The weight of the batteries is currently a brake on the development of electric planes and a handicap to the development of clean vehicles. This work, carried out by Swedish researchers from the Chalmers University of Technology, in collaboration with the Royal Institute of Technology KTH in Stockholm, opens the way to “massless” energy storage.
A technology that combines energy storage and mechanical resistance
While the structural battery concept is not new, the results achieved so far have not lived up to expectations. In 2007, the US Army Research Laboratory (ARL) made the first attempt to manufacture a laminated structural composite. Unfortunately, the resulting composite structural battery was unable to store electrochemical energy due to poor electrical insulation. On the other hand, it had interesting mechanical characteristics.
Meanwhile, several attempts have been made by others, notably through the use of gel electrolytes and new types of electrodes, but the mechanical properties this time were too weak.
Until now, no structural battery technology seemed to have both good energy storage capacity and sufficient mechanical strength.
A new type of stronger structural battery, based on carbon fiber
The new battery technology proposed by the research team consists of a carbon fiber negative electrode, a positive electrode composed of an aluminum film, a glass fiber separator and a structural electrolyte matrix (SBE).
It is the result of many years of research, their work having been named by Physics World as one of the ten greatest scientific breakthroughs of 2018.
The paper recently published in open access in the journal Advanced Energy & Sustainability Research thus highlights interesting performances. With a stiffness of 25 GPa, this structural battery prototype is in theory able to compete with many materials on the market.

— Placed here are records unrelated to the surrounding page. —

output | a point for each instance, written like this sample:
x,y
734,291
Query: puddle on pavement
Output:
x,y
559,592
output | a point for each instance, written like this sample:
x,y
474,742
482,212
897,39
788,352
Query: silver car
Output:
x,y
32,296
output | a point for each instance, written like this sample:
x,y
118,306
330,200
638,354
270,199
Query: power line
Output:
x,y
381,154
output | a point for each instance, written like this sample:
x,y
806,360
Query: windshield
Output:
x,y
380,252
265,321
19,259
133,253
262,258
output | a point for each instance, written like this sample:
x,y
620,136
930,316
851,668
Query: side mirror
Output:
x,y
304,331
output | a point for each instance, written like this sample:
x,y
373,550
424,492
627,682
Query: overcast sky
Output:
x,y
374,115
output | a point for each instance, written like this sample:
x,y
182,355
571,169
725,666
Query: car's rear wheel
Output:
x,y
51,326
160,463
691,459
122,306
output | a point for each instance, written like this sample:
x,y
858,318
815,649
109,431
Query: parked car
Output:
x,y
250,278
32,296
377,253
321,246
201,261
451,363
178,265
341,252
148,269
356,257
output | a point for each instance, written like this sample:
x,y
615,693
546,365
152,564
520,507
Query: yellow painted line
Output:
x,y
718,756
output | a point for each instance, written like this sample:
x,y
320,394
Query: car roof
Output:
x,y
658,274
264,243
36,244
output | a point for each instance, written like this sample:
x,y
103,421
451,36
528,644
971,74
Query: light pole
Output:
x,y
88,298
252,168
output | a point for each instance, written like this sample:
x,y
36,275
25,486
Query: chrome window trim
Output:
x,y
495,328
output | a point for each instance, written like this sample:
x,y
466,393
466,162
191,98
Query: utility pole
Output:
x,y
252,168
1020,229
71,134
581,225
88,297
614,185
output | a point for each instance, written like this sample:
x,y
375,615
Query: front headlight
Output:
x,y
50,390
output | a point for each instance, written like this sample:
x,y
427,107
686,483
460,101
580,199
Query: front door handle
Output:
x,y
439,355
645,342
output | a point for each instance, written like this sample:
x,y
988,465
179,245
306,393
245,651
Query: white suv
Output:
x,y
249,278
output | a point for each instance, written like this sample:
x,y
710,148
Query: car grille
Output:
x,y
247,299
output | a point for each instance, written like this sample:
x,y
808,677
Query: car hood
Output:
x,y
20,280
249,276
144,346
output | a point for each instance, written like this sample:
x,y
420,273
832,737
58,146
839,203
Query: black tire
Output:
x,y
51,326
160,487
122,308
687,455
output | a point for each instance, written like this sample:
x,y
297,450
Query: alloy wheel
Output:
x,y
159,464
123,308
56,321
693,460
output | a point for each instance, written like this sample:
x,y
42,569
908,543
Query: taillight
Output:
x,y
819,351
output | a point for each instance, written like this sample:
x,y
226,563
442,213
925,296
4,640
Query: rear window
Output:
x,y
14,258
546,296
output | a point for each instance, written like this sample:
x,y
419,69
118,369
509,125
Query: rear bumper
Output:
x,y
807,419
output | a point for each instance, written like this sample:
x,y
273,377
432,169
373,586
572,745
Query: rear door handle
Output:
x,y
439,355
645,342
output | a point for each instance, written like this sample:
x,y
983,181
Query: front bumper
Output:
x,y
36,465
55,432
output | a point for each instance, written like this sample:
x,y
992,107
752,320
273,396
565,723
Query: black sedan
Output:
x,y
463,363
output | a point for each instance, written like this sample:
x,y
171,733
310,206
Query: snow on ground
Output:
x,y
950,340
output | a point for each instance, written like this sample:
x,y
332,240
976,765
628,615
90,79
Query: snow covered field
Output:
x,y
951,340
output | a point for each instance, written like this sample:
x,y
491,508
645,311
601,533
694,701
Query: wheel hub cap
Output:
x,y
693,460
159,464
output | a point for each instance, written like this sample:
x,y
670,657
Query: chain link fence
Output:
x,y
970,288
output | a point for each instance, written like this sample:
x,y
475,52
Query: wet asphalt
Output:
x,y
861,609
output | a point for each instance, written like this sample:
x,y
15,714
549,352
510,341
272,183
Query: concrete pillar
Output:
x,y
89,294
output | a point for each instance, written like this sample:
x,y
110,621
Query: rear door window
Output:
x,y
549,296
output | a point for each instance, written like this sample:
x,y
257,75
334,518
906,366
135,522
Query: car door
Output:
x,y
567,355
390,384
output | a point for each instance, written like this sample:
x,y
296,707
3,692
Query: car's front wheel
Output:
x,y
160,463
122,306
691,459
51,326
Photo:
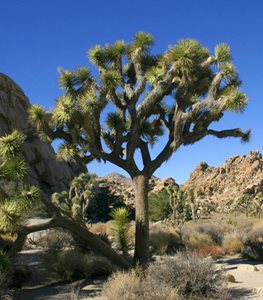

Furthermore, the battery they developed has an energy density of 24 Wh/kg, which is equivalent to about 20% of the capacity of a lithium ion battery. If this may not seem like much, it should also be taken into account that this material will make it possible to lighten vehicles by integrating the battery directly into their structure. The energy consumption of a vehicle in operation will thus be considerably reduced, which is likely to greatly reduce the environmental footprint.
An infinity of long-term applications
Leif Asp, first author of the study, is enthusiastic, saying in a press release: “The next generation structural battery has fantastic potential. If we consider consumer technologies, it would be quite possible, in a few years, to manufacture smartphones, laptops or electric bicycles that weigh half as much as today by being much more compact. “.
In the long term, this type of battery probably has a very wide range. When the performance is sufficient and the technology is mature, it will then become conceivable to design planes, cars or even satellites powered by this type of ultra-light structural battery.
Leif Asp thus confirms that their work arouses strong interest from industrialists in different fields. They have just launched a new project funded by the Swedish National Space Agency. Its aim is to improve the performance of structural batteries by replacing, for example, the aluminum foil at the positive electrode with carbon fibre, in order to improve rigidity and energy density.
Because the performances are still largely improvable. Leif Asp, professor at Chalmers and responsible for the project, estimates that an energy density of 75 Wh/kg and a stiffness of 75 GPa are realistic objectives. If such numbers are ever achieved, then next-generation structural batteries will be as strong as aluminum, but much lighter.